Rizzo had always enjoyed a fawning press corps, which made me very uncomfortable. As captain and then commissioner, he had fed the newspapers his version of reality, and the leaks greased his climb to the top. His notion of how to handle the few women reporters he encountered was fairly primitive. At first, he tried to charm us. If that didn’t work, he tried intimidation. My verbal duels with him were legendary. At one point, during an antiwar rally, he even had one of his top lieutenants warn me that the civil disobedience unit was doing surveillance on one of my relatives, then a student on the Penn campus. The not-very-subtle message was that I should back off in my coverage of the police. It was frightening, but probably also stiffened my resolve.
By the time Rizzo ran for mayor in 1971, I was covering politics for KYW, having graduated from the police and schools beats. Rizzo’s Republican opponent was Thacher Longstreth, the tall, courtly head of the chamber of commerce and former city council member. A Princeton graduate who favored bow ties, Longstreth was a perfect foil for Rizzo—the antithesis of the tough cop and urban legend he was opposing. The Republican civic leader might have carried the Main Line in suburban Philadelphia, but in a racially divided city, Rizzo embodied working class voters’ resentments and aspirations. Although black Democratic voters defected, correctly reading Rizzo’s law-and-order appeal as a coded racial message, the tough cop won with more than 53 percent of the vote.
The morning after he was elected, I interviewed the mayor-elect about his transition and, among other questions, asked whom he’d appoint to be his fire commissioner. To the shock of everyone listening, he laughed and said, “How about my brother?” He was serious, ignoring rules against nepotism to jump his kid brother several ranks and put him in the newly formed cabinet. It was a good hint of the way he planned to govern: headstrong, oblivious to ethical norms, and in a style entirely his own.
As a woman reporter among men, I knew that figur
ing out how to cover Rizzo as mayor was a special challenge. He was always ready with a cutting comment putting down women, but, paradoxically, that may have helped me to be a better journalist. His barbs only inspired me to ask tougher questions. Not that Rizzo was unique in his patronizing attitude toward women.
James Tate, the man Rizzo was succeeding, was just as bad. At a farewell news conference with Tate, I asked about a major controversy, the city’s failure to win international approval for an international bicentennial exposition. Tate said, “The one thing about not being mayor is I don’t have to answer your questions any longer, little girl.” He might as well have slapped my face. I was the top broadcast political reporter in town, and in an instant I felt like a ten-year-old who had just been dressed down by the teacher.

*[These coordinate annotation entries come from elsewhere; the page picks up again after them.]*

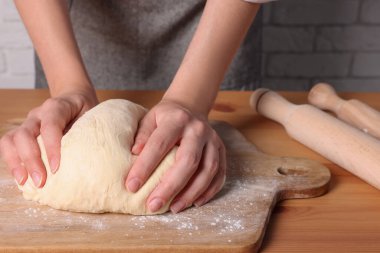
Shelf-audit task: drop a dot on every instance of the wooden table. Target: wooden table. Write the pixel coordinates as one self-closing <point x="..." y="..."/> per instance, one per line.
<point x="347" y="219"/>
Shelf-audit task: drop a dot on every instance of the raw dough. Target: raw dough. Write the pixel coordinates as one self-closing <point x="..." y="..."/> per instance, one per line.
<point x="95" y="160"/>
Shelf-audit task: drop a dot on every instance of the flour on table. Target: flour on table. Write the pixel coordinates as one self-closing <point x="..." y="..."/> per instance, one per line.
<point x="95" y="159"/>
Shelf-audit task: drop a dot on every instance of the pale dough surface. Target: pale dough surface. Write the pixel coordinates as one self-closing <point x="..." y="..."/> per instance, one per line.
<point x="95" y="159"/>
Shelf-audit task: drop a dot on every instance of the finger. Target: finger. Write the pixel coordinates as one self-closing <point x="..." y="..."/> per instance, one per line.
<point x="158" y="145"/>
<point x="175" y="179"/>
<point x="146" y="127"/>
<point x="199" y="183"/>
<point x="217" y="183"/>
<point x="29" y="151"/>
<point x="9" y="155"/>
<point x="51" y="133"/>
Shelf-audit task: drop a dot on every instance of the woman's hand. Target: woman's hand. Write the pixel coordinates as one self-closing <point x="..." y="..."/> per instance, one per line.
<point x="19" y="147"/>
<point x="200" y="163"/>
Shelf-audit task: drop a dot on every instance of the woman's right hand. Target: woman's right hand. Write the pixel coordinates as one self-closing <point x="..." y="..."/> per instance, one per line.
<point x="19" y="147"/>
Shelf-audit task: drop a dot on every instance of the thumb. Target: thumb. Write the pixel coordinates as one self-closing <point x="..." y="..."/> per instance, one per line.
<point x="145" y="129"/>
<point x="51" y="133"/>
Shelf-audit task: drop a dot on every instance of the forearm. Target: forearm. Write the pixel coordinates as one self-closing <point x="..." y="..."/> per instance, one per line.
<point x="220" y="32"/>
<point x="49" y="27"/>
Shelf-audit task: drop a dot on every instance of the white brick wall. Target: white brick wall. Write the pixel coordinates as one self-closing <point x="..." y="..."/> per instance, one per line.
<point x="306" y="41"/>
<point x="16" y="52"/>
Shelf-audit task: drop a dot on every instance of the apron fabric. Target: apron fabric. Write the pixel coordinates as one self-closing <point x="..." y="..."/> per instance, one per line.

Rizzo took office and started remaking city government in his own image. KYW carried his news conferences live, and they soon became celebrated confrontations between the bullying mayor and the handful of reporters willing to take him on. On one occasion, The Philadelphia Inquirer reported that the police had shot an unarmed teenager in the back in West Philadelphia. The community was outraged. I called the mayor to see if he would agree to investigate the police. No, he said. “My men are right when they’re right, and they’re right when they’re wrong and they’re trying to be right.”